Cheshire East Council today welcomed the decision by Secretary of State Eric Pickles to uphold the planning inspector’s refusal of an application to build up to 800 homes, school, retirement village and other amenities on ‘green gap’ land at Shavington near Crewe.
The Secretary of State Eric Pickles was asked to determine the appeal by Himor Group whose application was rejected by the planning inspector following a public inquiry last summer.
In his announcement today (Tuesday) Mr Pickles said that while the proposed scheme could be seen as sustainable development providing much needed housing, the premature permanent loss of green gap and outweighed the argument in favour.
Mr. Pickles said “…a decision to allow development on the appeal site could reasonably be seen to pre-empt or prejudice the outcome of the local plan examination.”
Welcoming the decision, Cheshire East Council leader Michael Jones said: “This is excellent news and clearly vindicates our continued policy of contesting housing schemes that do not meet with our long-term aspirations for a balanced and sustainable development strategy across the Borough.
“It also sends out a message that, despite claims to the contrary, developers are not in a position to dictate the Council’s planning policy simply because we have yet to complete on our strategic local plan for the Borough.”
“Eric Pickles is to be thanked and congratulated for supporting the Council’s justifiable reasons for opposing this application.”
Giving his reasons for upholding the refusal, the Secretary of State said he agreed with Cheshire East Council that growth should not overwhelm the independent character of Crewe, including maintaining a separate identity for its satellite villages.

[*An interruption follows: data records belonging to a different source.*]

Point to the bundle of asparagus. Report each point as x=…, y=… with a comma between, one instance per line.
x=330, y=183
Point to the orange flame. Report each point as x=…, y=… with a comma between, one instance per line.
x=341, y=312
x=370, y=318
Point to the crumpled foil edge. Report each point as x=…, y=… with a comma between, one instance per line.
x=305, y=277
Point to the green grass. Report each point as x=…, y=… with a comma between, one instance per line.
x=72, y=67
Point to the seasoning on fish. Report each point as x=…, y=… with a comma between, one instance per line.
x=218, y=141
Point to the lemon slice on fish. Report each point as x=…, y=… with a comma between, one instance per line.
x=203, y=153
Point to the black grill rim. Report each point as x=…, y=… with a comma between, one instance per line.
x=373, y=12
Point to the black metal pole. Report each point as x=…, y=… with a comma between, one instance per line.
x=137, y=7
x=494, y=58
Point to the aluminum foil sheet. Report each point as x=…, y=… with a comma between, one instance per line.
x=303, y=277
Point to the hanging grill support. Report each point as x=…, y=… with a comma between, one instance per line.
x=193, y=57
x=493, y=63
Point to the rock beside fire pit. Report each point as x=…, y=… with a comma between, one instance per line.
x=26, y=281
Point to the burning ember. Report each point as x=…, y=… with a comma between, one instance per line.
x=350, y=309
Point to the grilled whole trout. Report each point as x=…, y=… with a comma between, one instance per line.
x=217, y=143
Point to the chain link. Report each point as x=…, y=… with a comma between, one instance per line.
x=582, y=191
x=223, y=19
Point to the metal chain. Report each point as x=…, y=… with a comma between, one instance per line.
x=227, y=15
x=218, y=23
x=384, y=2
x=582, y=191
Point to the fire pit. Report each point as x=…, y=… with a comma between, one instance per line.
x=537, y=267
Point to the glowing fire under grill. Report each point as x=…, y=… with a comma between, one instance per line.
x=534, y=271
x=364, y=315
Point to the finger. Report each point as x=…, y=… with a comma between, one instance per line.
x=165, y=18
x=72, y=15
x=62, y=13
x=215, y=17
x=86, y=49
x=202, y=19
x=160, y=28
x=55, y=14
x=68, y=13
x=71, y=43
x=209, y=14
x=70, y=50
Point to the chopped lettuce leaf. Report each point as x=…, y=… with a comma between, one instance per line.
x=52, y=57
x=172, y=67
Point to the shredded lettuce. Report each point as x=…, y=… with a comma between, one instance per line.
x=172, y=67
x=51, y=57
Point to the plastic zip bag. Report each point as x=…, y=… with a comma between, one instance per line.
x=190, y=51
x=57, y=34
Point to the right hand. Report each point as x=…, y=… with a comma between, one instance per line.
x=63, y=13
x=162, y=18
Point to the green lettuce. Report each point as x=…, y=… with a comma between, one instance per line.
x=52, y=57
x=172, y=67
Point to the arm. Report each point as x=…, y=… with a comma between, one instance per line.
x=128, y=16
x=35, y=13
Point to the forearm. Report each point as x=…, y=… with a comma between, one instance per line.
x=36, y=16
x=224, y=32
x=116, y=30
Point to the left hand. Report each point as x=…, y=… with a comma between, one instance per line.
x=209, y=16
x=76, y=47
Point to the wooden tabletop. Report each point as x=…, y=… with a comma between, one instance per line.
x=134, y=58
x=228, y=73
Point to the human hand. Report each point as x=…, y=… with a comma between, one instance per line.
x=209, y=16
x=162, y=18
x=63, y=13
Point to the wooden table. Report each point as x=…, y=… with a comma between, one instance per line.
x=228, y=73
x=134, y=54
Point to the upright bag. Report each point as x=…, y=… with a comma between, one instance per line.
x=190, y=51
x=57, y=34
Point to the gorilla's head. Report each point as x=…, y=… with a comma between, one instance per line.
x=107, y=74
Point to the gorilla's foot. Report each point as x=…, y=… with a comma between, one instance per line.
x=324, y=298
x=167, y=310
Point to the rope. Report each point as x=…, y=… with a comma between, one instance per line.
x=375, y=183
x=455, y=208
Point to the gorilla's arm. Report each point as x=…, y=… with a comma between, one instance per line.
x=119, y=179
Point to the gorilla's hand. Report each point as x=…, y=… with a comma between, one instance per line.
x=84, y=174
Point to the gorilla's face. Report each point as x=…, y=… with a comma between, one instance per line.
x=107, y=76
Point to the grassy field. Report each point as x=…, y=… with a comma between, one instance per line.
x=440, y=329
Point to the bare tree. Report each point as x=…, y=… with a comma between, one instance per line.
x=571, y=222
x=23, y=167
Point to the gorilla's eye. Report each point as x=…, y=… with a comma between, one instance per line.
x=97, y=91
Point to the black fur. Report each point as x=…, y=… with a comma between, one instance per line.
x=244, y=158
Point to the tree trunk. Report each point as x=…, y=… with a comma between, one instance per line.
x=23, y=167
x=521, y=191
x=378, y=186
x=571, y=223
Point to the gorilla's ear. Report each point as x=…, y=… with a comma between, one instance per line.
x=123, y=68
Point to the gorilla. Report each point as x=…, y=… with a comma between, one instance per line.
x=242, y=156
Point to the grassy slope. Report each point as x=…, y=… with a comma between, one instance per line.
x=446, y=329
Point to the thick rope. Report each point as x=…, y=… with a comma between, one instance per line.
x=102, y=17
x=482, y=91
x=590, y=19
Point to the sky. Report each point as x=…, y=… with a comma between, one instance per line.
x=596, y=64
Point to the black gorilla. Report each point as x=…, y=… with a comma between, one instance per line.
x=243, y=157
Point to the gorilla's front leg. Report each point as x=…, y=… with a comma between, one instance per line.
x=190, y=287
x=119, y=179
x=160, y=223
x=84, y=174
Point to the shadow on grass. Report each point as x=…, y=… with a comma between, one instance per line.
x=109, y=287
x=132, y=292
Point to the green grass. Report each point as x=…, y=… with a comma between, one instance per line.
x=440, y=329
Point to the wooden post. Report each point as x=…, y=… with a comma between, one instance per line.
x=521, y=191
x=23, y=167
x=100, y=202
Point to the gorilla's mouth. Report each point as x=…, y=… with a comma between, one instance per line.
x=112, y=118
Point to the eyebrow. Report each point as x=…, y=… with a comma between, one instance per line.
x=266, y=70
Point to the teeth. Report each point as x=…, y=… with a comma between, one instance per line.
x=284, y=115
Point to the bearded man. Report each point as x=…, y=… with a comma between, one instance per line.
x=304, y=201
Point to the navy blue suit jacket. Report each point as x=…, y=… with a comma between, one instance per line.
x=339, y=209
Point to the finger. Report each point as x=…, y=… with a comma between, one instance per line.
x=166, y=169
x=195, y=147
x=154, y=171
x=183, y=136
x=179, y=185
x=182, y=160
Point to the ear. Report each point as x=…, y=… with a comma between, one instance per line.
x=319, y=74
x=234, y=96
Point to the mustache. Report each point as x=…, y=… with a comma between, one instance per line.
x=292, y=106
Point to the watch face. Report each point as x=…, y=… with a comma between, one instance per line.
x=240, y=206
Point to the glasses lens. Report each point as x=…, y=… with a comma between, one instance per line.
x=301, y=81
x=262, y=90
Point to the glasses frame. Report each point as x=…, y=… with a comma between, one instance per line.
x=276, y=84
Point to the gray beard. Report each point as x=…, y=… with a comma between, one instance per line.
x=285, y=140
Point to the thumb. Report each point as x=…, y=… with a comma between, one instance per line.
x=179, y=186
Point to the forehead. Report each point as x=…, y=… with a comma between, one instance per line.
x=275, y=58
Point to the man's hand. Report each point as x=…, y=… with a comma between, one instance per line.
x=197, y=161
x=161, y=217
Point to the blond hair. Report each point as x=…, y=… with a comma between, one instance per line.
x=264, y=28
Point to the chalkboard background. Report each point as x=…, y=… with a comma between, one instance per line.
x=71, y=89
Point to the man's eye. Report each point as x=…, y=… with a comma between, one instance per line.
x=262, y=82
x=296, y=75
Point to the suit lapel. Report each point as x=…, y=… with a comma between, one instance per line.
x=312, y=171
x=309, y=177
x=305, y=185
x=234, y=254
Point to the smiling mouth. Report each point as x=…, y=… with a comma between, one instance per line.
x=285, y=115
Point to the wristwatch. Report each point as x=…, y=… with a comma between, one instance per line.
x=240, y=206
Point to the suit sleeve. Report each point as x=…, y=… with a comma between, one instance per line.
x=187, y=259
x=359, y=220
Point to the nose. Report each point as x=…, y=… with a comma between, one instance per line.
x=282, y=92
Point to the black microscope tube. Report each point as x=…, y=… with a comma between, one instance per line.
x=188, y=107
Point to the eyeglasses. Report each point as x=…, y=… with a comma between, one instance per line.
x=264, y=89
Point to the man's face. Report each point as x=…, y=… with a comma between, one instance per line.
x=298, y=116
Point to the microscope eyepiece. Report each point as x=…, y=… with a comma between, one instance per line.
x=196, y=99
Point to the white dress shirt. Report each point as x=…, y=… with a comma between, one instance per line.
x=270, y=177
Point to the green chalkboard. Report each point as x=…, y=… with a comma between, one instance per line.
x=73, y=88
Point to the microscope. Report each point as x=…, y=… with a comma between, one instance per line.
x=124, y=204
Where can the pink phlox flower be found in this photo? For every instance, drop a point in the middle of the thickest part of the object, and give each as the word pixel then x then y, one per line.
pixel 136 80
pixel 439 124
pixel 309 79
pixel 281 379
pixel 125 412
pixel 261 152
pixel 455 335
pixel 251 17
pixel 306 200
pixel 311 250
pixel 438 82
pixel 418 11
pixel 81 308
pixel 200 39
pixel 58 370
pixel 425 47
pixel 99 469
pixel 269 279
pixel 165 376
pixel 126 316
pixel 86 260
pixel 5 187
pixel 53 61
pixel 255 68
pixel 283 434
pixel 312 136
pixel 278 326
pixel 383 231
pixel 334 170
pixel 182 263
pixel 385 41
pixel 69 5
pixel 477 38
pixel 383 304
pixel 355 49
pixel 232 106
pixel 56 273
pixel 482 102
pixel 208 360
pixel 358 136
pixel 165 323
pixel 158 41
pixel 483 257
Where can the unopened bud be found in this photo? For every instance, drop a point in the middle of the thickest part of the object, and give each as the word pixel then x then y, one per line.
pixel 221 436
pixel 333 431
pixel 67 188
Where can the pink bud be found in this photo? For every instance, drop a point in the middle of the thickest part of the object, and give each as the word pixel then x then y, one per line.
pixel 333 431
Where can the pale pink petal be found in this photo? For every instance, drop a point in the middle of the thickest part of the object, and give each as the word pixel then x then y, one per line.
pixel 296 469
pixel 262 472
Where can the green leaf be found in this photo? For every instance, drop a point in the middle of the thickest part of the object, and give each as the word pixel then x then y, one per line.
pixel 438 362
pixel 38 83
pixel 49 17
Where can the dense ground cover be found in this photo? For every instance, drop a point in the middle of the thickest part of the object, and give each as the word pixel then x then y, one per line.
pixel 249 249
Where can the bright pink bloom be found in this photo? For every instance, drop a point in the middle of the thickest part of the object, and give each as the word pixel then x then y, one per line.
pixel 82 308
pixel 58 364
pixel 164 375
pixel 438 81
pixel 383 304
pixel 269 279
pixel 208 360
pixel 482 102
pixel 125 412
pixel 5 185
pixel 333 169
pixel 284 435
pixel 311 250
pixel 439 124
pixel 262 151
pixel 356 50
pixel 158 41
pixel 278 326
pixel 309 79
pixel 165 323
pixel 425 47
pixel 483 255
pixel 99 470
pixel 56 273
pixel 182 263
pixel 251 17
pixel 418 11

He said that allowing the appeal in before the Local Plan had resolved the green belt/green gap issue would undermine the plan-making process.
Himor proposed to build up to 800 homes on a 108-acre site of mainly agricultural land about 1.5 miles from the centre of Crewe and to the south of the town.
The developer appealed on the grounds that the Council had failed to determine the application within the prescribed period. The Council said it would have refused permission as the proposed development was in open countryside, would result in the loss of versatile farm land and was located in the green gap.
The council argued that a transport assessment had underestimated traffic impact in the locality and that the scale of the proposed development would affect a wide area. To approve it could set a precedent for future applications and was contrary to the National Planning Policy Framework.